メダロット面白い。ゴッドエンペラーが早く欲しい。


この小説はハンクが登場する時はハンク視点の一人称で、ハンク視点で語れない時は三人称でやるつもりです。


今回は練習のつもりで三人称にしました。多分下手だとおもいますが、その内上達すると思いますのでご容赦ください。



はじめに無がありました。12の神様達はそこに世界と命を作ります。


主神ゼウトスはいいました。

――我は命に『生』と『死』を与えよう。生は世界を豊にし、死は次世代の始まりとなるだろう


女神レイディネスはいいました。

――私は『時間』と『空間』を与えましょう。時間は命を成長させ、空間は命に居場所を与えることになるでしょう


男神メンズスはいいました。

――なら俺は『光』と『闇』を与えるとしよう。光は朝を産み出し、闇は夜を産み出すだろう


3神の贈り物により、命は時間の経過と共にそれぞれ与えられた空間で成長していきます。ある者は光を好み、ある者は闇を好み、それぞれ多種多様な進化をします。そして役割を終えた命は次の命を産み出し死を迎えます。


神様達は命の進化を喜びました。命をもっと進化させるために炎神イフリース・水神リヴァイア・地神ゴレムス・風神シルフィールは世界に火・水・土・風を与えます。これにより命はさらに進化していきました。

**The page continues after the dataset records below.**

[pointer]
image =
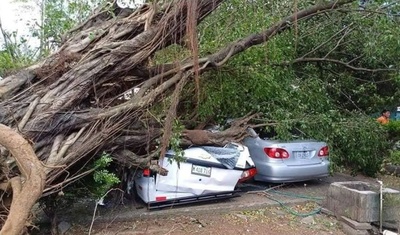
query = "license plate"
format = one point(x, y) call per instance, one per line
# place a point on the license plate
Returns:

ところが、ある日神様達にとって想定外のことが起こりました。命が増えすぎて世界が滅びそうになったのです。これに困った神様達は自らの眷属に世界を守らせることにしました。


武神クーシェリルは眷属にいいます。

――オレは眷属に鍛える力をやる。その力で世界を守れ


創造神ハクナミは眷属にいいます。

――ワタシは破壊の力を贈りましょう。創造は破壊から生まれる。世界を更に繁栄させてください


魔神ガミュトサシは眷属にいいます。

――余は支配する力をやろう。その力を世界のために役立てよ


龍神ドラセイバは眷属にいいます。

――ワシは再生の力をやろう。その力で世界を癒すがいい


天神ヴェザルは眷属にいいます。

――僕は予言の力を贈るよ。その力で命を守ってあげてね



主神・女神・男神・炎神・水神・地神・風神・武神・創造神・魔神・龍神・天神の贈り物により世界と命は更に進化します。神様達に感謝をした命は贈り物をしてくれた神の数に習い、時の単位を12としました。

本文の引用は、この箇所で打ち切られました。